- Location: Chittenden County, Vermont, United States
- Coordinates: 44°22′15″N 073°05′04″W﻿ / ﻿44.37083°N 73.08444°W
- Type: reservoir
- Basin countries: United States
- Surface area: 247 acres (1.00 km^{2})
- Surface elevation: 686 ft (209 m)
- Settlements: Hinesburg / Williston / Richmond

= Lake Iroquois (Vermont) =

Lake Iroquois is a 247 acre reservoir in northwestern Vermont, bordered by three towns: Hinesburg, Williston, and Richmond.

Lake Iroquois (formerly known as Hinesburg pond) was created in 1867 to supply mills in Hinesburg with a better water supply. Building a dam on Pond Brook caused the existing spring-fed pond to rise above its banks and become the current lake. The towns share a beach on the lake, plus there is a public boat access.

 Approximately 32 streams flow into the lake on the north, east and west sides, the largest being the one that flows in from the northwest section (crossing Beebe Lane). There are also several streams that bubble up from the lake bottom. The outflow of the lake is over the dam in the south end. The outlet stream flows into Sunset Lake in Hinesburg, and then into the LaPlatte River and into Lake Champlain.

 The lake is used extensively throughout the year by residents and by visitors. The Lake Iroquois Recreation District (LIRD) maintains the public beach at the north end of the lake. The LIRD also maintains a trail network on the land around the lake. The trails are accessible from the beach parking lot. The Vermont Department of Fish and Wildlife maintains the fishing access and boat ramp, also at the north end of the lake, which provides public access to the lake for boating and fishing.

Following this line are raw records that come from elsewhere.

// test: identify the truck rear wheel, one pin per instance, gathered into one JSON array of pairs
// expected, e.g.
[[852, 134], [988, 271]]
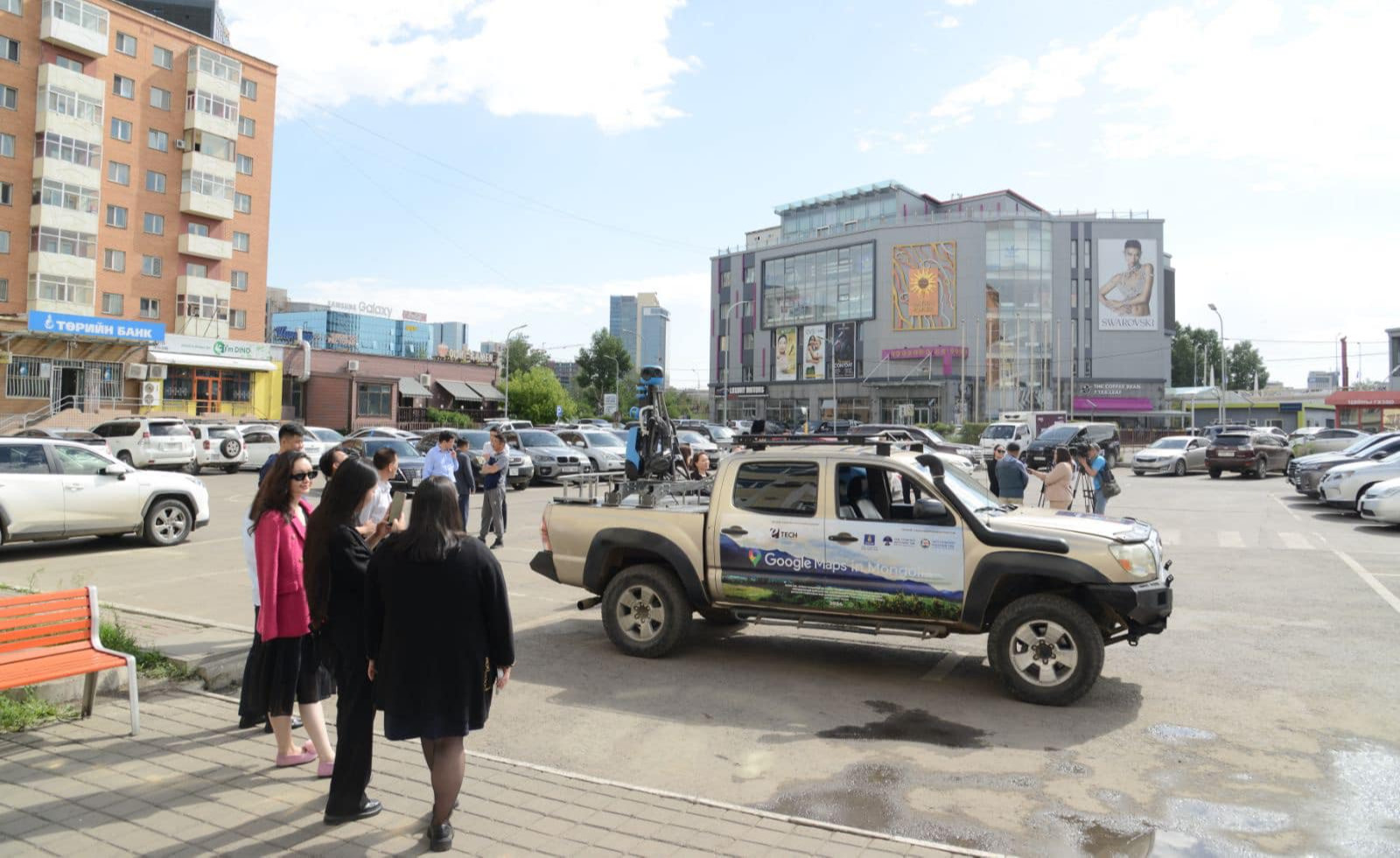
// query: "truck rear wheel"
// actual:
[[1046, 648], [646, 610]]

Lake Surface Area: 247 acres
Drainage Basin Area: 2, 418 acres
Maximum Depth: 37 ft.
Average Depth: 19 ft.
Elevation: 685 ft.

The Lake Iroquois Association (LIA) was founded in 2007 to enhance the water quality of Lake Iroquois and to protect the health of the surrounding ecosystem. The LIA is an all volunteer membership organization, governed by an elected board of directors. The LIA does much work around the lake including managing the greeter program and boat wash station, overseeing various projects to reduce phosphorus and sediment runoff into the lake, working on controlling the infestation of Eurasian watermilfoil and preventing other invasives from entering the lake, and outreach to all lake users and lake property owners to provide information and education on best practices for maintaining the health of the lake and surrounding ecosystem.